A straight-forward translation for the name of the Saturn, 土星 being the Chinese name for the planet.
The first (and only?) Sega console to have Chinese pet name, the Dreamcast is also known as the Mosquito Coil, due to the shape of the logo.
索尼 Sony and 微軟 Microsoft
All of Sony’s consoles are refered to by there English names or more commonly the abbreviations PS, PS2, PS3, PSP.
XBox also does not have a Chinese name, though interestingly in Taiwan, Windows XP, another Microsoft product, is pronounced as 叉P. Instead of pronouncing the ‘X’ how it sounds in English, the Chinese for X is used, the character 叉. Though this isn’t the case for XBox.

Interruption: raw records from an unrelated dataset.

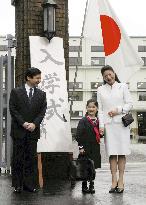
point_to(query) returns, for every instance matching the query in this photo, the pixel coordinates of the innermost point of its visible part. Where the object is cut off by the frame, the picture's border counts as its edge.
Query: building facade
(85, 62)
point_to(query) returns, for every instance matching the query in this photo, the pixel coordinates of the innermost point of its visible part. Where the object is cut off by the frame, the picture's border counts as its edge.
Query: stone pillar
(29, 21)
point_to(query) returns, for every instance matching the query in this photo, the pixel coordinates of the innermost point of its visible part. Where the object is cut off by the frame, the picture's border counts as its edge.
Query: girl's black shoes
(91, 187)
(85, 188)
(113, 190)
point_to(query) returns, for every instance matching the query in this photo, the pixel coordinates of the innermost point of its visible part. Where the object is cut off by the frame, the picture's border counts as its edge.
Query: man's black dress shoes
(113, 190)
(17, 190)
(33, 190)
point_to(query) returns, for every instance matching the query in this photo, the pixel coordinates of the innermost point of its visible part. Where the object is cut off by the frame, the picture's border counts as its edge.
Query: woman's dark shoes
(17, 190)
(91, 188)
(85, 190)
(113, 190)
(120, 190)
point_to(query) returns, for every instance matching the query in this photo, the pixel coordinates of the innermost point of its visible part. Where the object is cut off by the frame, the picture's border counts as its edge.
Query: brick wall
(29, 21)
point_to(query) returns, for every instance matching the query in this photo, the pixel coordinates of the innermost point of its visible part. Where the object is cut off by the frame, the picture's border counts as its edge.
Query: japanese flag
(102, 27)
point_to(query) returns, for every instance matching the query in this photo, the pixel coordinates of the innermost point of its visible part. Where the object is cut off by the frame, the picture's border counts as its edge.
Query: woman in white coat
(114, 101)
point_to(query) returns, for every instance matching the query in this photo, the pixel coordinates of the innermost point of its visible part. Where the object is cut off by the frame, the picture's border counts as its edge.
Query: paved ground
(61, 193)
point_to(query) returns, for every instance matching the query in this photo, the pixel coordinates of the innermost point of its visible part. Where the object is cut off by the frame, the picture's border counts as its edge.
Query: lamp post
(49, 10)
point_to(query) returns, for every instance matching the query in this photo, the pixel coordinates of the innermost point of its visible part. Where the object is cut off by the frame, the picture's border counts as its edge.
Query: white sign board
(55, 128)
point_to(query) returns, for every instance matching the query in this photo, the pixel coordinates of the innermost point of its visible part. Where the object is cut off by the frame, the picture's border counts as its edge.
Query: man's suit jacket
(22, 110)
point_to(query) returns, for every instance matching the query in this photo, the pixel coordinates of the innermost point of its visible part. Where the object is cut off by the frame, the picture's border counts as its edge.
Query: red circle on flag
(111, 34)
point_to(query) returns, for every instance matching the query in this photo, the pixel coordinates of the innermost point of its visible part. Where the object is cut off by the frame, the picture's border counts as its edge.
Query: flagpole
(76, 71)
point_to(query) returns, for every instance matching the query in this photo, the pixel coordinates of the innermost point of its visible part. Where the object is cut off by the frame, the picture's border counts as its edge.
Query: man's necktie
(30, 93)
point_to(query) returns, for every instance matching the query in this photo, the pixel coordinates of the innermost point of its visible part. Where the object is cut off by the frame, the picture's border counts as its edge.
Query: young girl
(88, 139)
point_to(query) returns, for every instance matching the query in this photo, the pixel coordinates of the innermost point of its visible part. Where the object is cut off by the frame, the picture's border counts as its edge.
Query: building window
(95, 85)
(144, 60)
(141, 85)
(75, 48)
(141, 48)
(97, 49)
(77, 85)
(100, 61)
(142, 96)
(75, 61)
(75, 96)
(76, 114)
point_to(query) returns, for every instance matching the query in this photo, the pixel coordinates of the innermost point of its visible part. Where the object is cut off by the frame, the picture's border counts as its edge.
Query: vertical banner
(55, 128)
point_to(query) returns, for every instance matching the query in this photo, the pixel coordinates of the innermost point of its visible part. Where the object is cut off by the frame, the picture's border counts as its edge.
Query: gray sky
(132, 14)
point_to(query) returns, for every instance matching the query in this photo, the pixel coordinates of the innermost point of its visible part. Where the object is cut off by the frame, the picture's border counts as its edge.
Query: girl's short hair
(108, 67)
(92, 101)
(31, 72)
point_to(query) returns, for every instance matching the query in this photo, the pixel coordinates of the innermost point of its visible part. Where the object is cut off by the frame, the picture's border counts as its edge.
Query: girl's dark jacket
(86, 137)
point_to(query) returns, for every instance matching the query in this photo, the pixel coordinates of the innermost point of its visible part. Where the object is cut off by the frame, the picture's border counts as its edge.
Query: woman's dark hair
(92, 101)
(31, 72)
(108, 67)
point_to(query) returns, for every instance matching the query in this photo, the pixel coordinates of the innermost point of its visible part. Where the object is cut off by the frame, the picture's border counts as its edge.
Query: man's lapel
(24, 95)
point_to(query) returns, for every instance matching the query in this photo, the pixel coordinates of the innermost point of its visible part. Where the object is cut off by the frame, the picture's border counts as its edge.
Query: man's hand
(31, 127)
(113, 113)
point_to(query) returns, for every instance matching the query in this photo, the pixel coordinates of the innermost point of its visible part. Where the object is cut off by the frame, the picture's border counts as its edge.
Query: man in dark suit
(27, 108)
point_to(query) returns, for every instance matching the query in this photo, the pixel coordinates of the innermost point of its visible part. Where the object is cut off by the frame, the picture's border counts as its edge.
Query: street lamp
(49, 10)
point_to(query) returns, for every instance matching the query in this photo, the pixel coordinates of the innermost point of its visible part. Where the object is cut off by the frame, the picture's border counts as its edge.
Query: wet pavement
(61, 192)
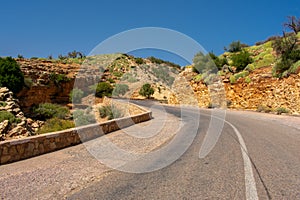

It’s disappointing that not all consoles are localised and have Chinese names, though it’s to be expected in an international market. Also, while the consoles do have Japanese names, these are mostly just phonetic translations of the English names, just listen to the pronunciation of Megadrive and Playstation on Google Translate.
I’ve had a lot of fun researching for this post and I really had to reign myself in before I ended up writing a complete ‘History of Console Gaming in the Chinese Speaking World’ article! I’ll be on the look out for more books and information on the topic so I’ll be sure to post anything interesting that I find.